Во-вторых, автор плодотворно подчеркивает значение желтой прессы в социальной циркуляции научной информации и, в частности, уникальность в этом отношении повести Булгакова «Роковые яйца»: «Никто из современных наблюдателей и из позднейших историков ранней советской науки не уделил достаточно внимания роли популярных медиа — газет, еженедельников, радио, документальных фильмов — в налаживании взаимодействия между наукой и учеными, с одной стороны, и государством и обществом, с другой» (с. 206). Но ведь биология существовала в советском социуме согласно тем же закономерностям, что и другие науки, в том числе — гуманитарные. А при таком расширении описание «роли популярных медиа» в распространении научной сенсации можно найти, например, в романе Г. Алексеева «Подземная Москва» (1925), где речь идет о якобы обна­руженной библиотеке Ивана Грозного. Там (1) «мальчишки надрывались, вопя у трамваев, у вокзалов, носясь по улицам со скоростью подстреленных воробьев: — Тайна подземной Москвы раскрыта! — Только десять копеек! — Вот она, тайна подземной Москвы!»; (2) «На столбах наскоро наклеивали громадные афиши о лекции археолога Мамочкина»; (3) «На площадках трамваев, даже в тот момент, когда им выдавливали кишки, а карманники и дважды и трижды заправляли пальцы в уже опустошенные карманы, — москвичи удивлялись сверхъ­естественным новостям. И если один начинал: — Вы слышали о… — …подземной экспедиции, — добавлял другой. Во всех отделениях ГУМа, кооперативах и даже в палатках частных торговцев в этот день пала производительность труда не меньше чем на пятьдесят процентов»; (4) к дому, где живет археолог, «начиналось пешее и конное паломничество любопытных, желавших лично убедиться в чудесах, рассказанных сегодняшними утренними газетами»; (5) «На заводе “Динамо” под воротами было сегодня пусто, но афиша стенной газеты, ее успели вывесить у входа, объясняла такое ненормальное затишье: на заводе шла лекция товарища Арсения Дротова, участника экспедиции в московское подземелье».

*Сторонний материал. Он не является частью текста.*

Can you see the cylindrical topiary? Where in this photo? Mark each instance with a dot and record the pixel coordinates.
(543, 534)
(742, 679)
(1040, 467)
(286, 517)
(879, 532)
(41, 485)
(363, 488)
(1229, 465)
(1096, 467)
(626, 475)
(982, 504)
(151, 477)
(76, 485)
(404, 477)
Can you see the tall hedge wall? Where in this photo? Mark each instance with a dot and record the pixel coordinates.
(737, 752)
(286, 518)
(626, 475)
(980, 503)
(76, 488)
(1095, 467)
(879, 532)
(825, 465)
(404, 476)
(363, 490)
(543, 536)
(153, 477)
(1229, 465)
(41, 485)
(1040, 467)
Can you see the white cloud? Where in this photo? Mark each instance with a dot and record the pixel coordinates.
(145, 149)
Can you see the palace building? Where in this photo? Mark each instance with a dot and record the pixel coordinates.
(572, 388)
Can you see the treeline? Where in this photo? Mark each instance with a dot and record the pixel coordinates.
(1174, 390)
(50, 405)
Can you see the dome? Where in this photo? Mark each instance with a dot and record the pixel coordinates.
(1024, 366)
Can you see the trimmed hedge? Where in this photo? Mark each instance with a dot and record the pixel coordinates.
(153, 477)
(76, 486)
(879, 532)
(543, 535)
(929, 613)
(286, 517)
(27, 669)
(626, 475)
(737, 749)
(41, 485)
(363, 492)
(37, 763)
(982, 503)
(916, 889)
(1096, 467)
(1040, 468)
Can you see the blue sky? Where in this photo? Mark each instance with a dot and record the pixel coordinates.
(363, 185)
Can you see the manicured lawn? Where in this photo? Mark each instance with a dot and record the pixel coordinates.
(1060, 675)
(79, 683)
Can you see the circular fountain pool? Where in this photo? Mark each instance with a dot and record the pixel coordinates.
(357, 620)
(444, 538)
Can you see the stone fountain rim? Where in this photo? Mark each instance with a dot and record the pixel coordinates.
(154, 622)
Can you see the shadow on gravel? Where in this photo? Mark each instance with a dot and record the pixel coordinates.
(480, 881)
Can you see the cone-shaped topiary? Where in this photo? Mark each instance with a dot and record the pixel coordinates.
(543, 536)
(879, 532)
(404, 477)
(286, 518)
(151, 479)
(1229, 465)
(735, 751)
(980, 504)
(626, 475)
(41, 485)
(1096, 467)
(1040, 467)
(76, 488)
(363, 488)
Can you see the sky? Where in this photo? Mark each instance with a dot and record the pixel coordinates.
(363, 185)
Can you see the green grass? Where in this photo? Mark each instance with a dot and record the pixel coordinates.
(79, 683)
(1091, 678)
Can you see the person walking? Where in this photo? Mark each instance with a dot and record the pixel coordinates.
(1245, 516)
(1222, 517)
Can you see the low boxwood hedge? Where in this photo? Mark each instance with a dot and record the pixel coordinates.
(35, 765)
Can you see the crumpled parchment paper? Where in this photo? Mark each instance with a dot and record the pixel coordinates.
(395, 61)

Наконец, тематическое сужение, объяснимое при преимущественном вни­мании автора к формированию прогрессивной «большой науки», одновременно обусловливает недостаточное внимание к тому, что, используя выражение Л. Повеля и Ж. Бержье, называют «утром магов». На рубеже XIX—ХХ вв. были совершены открытия, настолько революционные (а мечталось о еще более революционных), что наука сблизилась с оккультной парадигмой в ее разнообразных вариантах, и возникший неожиданный синтез сохранял актуальность в 1920-х гг. С этой точки зрения, скажем, социальное осмысление биологических поисков бессмертия принципиально не отличается от осмысления «криптогеографичес­ких» поисков «продвинутых» затерянных миров, например в рассказе Л. Гумилевского «Страна гипербореев» (1927), который, кстати, тоже содержит аллюзии на актуальную прессу, как и повести Булгакова. Это — с одной стороны. С другой, революционные научные концепции вызывали оппонирующую реакцию со стороны не только дальновидных писателей, но и представителей самих этих дисциплин, придерживающихся традиционной методологии (отнюдь не обязательно примитивных консерваторов), что создавало причудливые идеологические констелляции. И освещение подобных сюжетов в биологии таким компетентным специалистом, как автор рецензируемой монографии, безусловно, обогатило бы «культурный ландшафт» 1920-х гг.